Gigi’s Super Cookies
-Makes about five dozen cookies. To freeze dough balls, place in the freezer on parchment-lined baking sheets until solid, then bag by the dozen to gift, save for up to a month, or…ahem…eat. Add one to two minutes to the cooking time when baking from frozen.-
2 cups butter
2 cups granulated sugar
4 large eggs, beaten
2 teaspoons vanilla extract
4 cups all-purpose flour (spooned and leveled)
2 teaspoons baking powder
2 teaspoons baking soda
1 teaspoon salt
5 cups old-fashioned rolled oats
24 ounces bittersweet chocolate chips (such as Ghirardelli 60% cacao)
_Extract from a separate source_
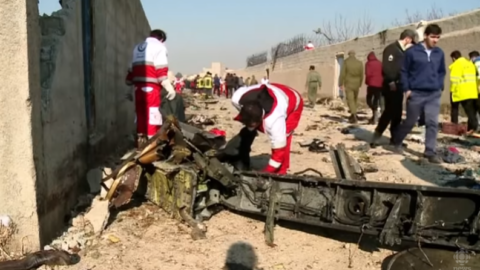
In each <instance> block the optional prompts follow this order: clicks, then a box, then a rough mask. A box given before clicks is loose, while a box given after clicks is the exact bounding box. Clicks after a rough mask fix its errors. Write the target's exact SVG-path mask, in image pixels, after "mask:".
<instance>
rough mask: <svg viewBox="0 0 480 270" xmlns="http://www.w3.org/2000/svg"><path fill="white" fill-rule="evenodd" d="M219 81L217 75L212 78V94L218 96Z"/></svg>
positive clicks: (218, 89) (219, 90) (218, 91)
mask: <svg viewBox="0 0 480 270" xmlns="http://www.w3.org/2000/svg"><path fill="white" fill-rule="evenodd" d="M220 86H221V79H220V77H218V75H217V74H215V76H214V77H213V94H214V95H217V96H220Z"/></svg>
8 ounces Hershey’s chocolate bars, broken into chunks
3 cups very roughly chopped walnuts, pecans, or a combination
1. In a large bowl, beat together the butter and sugar with an electric mixer until lightened in color and texture, about 3 minutes. Add eggs and vanilla and beat until combined.
2. In a medium bowl, whisk together the flour, baking powder, baking soda, and salt. Add the dry ingredients to the wet ingredients and stir together with a wooden spoon. Add the oats and stir to combine. Then stir in the chocolate chips, Hershey’s bars, and nuts.
3. To bake, preheat the oven to 375°F. Using your hands or a couple of spoons, form the batter into loose, golf-ball-sized mounds. Place two inches apart on ungreased cookie sheets. Bake for six to nine minutes, until tops are just golden and cookies are still soft. On the off chance there are any cookies left once they’re cool enough to handle, cool them completely on racks before storing in an airtight container for up to a couple of days.